Run_backward: expected dtype Float but got dtype Long

juperez999 · November 20, 2019, 7:35pm

Trying to run the Variable._execution_engine.run_backward call and I am getting an error:
RuntimeError: expected dtype Float but got dtype Long. Even though both tensors are float32, I have attached a picture below showing the output from the debugger along with the error.

We are using the torch.nn.MSELoss function and we are getting similar results with the torch.nn.SmoothL1Loss function. Any ideas on what the problem is or what next steps should be?
We are running pytorch version 1.4.0.dev20191111.
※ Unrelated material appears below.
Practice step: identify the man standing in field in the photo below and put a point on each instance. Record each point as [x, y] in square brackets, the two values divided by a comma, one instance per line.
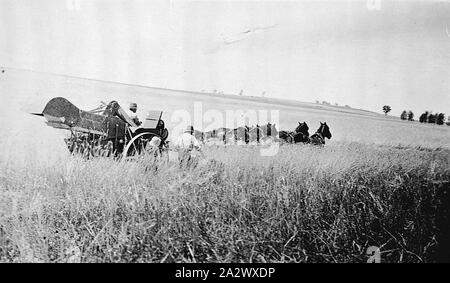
[187, 146]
albanD · November 20, 2019, 8:33pm

Could you run with anomaly mode enabled to see which forward function creates this error please?

juperez999 · November 20, 2019, 8:47pm

So I reran using the following code and still received same error (no changes).

Should I be running a different way? Also I am leveraging fastai (ver 1.0.59) just in case that matters.

juperez999 · November 20, 2019, 8:48pm

Here is the full error stack from the anomaly detect run.

(can only upload one screen capture at a time)

albanD · November 20, 2019, 8:57pm

You should get two stack traces. One with a function in the forward and one with the backward call.

juperez999 · November 21, 2019, 12:20am

When I run this with detect anomaly on, I get the same error stack trace. I dont have a NaN value problem. My tensors and loss are showing as follows:

We can run the forward function independently entirely and there are no problems as is shown from the output of the debug screen capture above.

juperez999 · November 21, 2019, 12:48am

@albanD Just wanted to let you know that this had to do with the shape of the tensors. We were able to fix the problem by using the MSELossFlat loss function provided in the fastai framework. This essentially wraps the torch.nn.MSELoss function in a flattener.
Below is a link to the fastai version of the loss function.

github.com

fastai/fastai/blob/8013797e05f0ae0d771d60ecf7cf524da591503c/fastai/layers.py#L257


    return FlattenedLoss(nn.CrossEntropyLoss, *args, axis=axis, **kwargs)


def BCEWithLogitsFlat(*args, axis:int=-1, floatify:bool=True, **kwargs):
    "Same as `nn.BCEWithLogitsLoss`, but flattens input and target."
    return FlattenedLoss(nn.BCEWithLogitsLoss, *args, axis=axis, floatify=floatify, is_2d=False, **kwargs)


def BCEFlat(*args, axis:int=-1, floatify:bool=True, **kwargs):
    "Same as `nn.BCELoss`, but flattens input and target."
    return FlattenedLoss(nn.BCELoss, *args, axis=axis, floatify=floatify, is_2d=False, **kwargs)


def MSELossFlat(*args, axis:int=-1, floatify:bool=True, **kwargs):
    "Same as `nn.MSELoss`, but flattens input and target."
    return FlattenedLoss(nn.MSELoss, *args, axis=axis, floatify=floatify, is_2d=False, **kwargs)


class NoopLoss(Module):
    "Just returns the mean of the `output`."
    def forward(self, output, *args): return output.mean()


class WassersteinLoss(Module):
    "For WGAN."
    def forward(self, real, fake): return real.mean() - fake.mean()

This an interesting bug because we have not encountered it before in our classification problems. We freely interchange pytorch and fastai loss functions, however, in this case it was a problem. We were working the rossmann sales problem.

ptrblck · November 21, 2019, 4:29am

Just to clarify the solution:
you were able to avoid the type mismatch by using the FastAI MSELossFlat method, but are still seeing it using plain PyTorch code?

Phanikumar2all · April 8, 2020, 12:55pm

Hello,

Is there any other way to solve this problem?. I am facing the same problem too.

ptrblck · April 9, 2020, 12:30am

Are you seeing this issue using FastAI as well or plain PyTorch?

Phanikumar2all · April 9, 2020, 10:15am

I solved that issue by converting my tensors to float using .float(). This worked.